You all like to use these fancy reverse-flow chillers and immersion heat exchangers and the like to cool your wort; but most of the extract brewers and even some of the all grain brewers tend to just shove the hot pot right into an ice bath in the sink or bath tub. You want to get it cold fast, right? Hence the ice, stirring for circulation, the like.
Wanna have some fun?
Get a test tube. Fill it with straight tap water, put a stopper in the top with a hole and toss in a plastic tube.
Put the test tube into a container of ice water. What do you get? … cold water, right? Yeah, that’s obvious.
Now dump half a cup of salt into the ice bath. Give it a minute or two, and watch what happens…
Water shoots out of the test tube as it fills with expanding, freezing ice! Nice trick, right? How the hell does that happen?
This one’s easy: Adding salt to water creates a saline solution. The free salt ions (Na+, Cl-) help loosen frozen water from the surface of the ice–in other words, melts it. But salt water has a lower freezing point than regular water: the ice is being forcefully melted at a lower temperature. What will happen is more of the ice gets melted, dropping the temperature of the entire system–if the freezing point is -4C, then the ice bath becomes -4C instead of 0C.

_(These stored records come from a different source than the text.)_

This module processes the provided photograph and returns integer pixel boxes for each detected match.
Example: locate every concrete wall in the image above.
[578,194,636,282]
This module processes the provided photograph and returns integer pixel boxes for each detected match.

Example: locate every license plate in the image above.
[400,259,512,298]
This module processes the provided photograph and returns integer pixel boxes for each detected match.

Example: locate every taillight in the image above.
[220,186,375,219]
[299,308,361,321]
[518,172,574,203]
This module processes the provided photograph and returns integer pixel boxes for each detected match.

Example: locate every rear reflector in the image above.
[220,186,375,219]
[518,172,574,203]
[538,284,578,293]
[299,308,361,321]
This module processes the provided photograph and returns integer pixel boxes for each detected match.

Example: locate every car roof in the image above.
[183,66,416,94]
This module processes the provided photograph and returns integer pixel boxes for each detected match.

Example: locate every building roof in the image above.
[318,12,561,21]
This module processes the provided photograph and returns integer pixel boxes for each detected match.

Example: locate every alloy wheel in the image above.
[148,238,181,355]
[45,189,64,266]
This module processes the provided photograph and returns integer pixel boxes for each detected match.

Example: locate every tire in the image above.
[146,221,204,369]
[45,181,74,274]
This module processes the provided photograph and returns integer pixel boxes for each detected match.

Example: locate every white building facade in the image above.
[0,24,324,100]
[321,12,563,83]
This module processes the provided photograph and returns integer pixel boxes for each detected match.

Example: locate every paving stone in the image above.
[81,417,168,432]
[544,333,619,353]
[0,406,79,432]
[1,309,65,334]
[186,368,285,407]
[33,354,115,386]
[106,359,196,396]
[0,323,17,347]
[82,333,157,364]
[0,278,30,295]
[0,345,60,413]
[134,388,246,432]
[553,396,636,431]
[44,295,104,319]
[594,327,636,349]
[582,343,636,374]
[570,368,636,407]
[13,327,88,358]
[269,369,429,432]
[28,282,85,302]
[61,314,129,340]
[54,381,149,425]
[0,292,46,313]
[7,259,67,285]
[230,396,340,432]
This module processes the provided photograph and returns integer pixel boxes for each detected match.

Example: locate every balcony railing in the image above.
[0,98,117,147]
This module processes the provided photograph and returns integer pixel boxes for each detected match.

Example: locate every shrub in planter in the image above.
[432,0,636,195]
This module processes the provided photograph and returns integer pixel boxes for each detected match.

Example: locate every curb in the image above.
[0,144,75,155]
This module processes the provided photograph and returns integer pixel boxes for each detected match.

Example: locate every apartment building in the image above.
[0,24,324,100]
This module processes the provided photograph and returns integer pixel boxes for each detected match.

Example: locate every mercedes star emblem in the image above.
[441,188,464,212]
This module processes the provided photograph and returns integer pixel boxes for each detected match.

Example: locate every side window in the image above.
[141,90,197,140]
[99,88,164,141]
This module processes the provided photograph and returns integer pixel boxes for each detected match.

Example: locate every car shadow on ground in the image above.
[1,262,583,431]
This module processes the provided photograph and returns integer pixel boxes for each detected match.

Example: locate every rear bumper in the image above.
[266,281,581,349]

1g of 0C water takes about 80 calories to turn to ice, and vice versa; with salt water that’s above its freezing point, it will lose so many calories just to convert the ice into water… instead of converting 1g ice to water at the expense of 80 calories, it converts i.e. 2g ice to water, losing 160 calories–meaning a temperature drop. Once the temperature reaches the freezing point, it takes as much energy to melt the ice as it does to freeze the salt water–if the salt water cooled more (by melting the ice), it would itself freeze. This prevents the phase change. Thus the ice keeps melting until the temperature reaches the freezing point of the saline solution, and then slowly melts to maintain it.
liquid nitrogen on the other hand freezes things it touches. That’s because its boiling point is -192F. When it boils, it absorbs energy off whatever it touches to phase change to gas from liquid, which is the same direction as solid to liquid. It’ll cool ice to well below freezing because its boiling point is well lower than ice’s freezing point. By contrast, salt water is liquid at the temperature of frozen pure water (i.e. ice is 0C, salt water is liquid at 0C) rather than a gas (it boils above 100C). Because it’s able to melt the ice actively (i.e. by charge interaction with the salt ions, rather than just by temperature), the potential difference causes heat flow into the ice. In other words, this all makes sense; it’s not voodoo magic.
So while you’re at rite-aid buying bags and bags of ice for your ice bath, pick up a sack of Epsom salt too. Dump that in the ice bath and try not to freeze your wort into a solid block.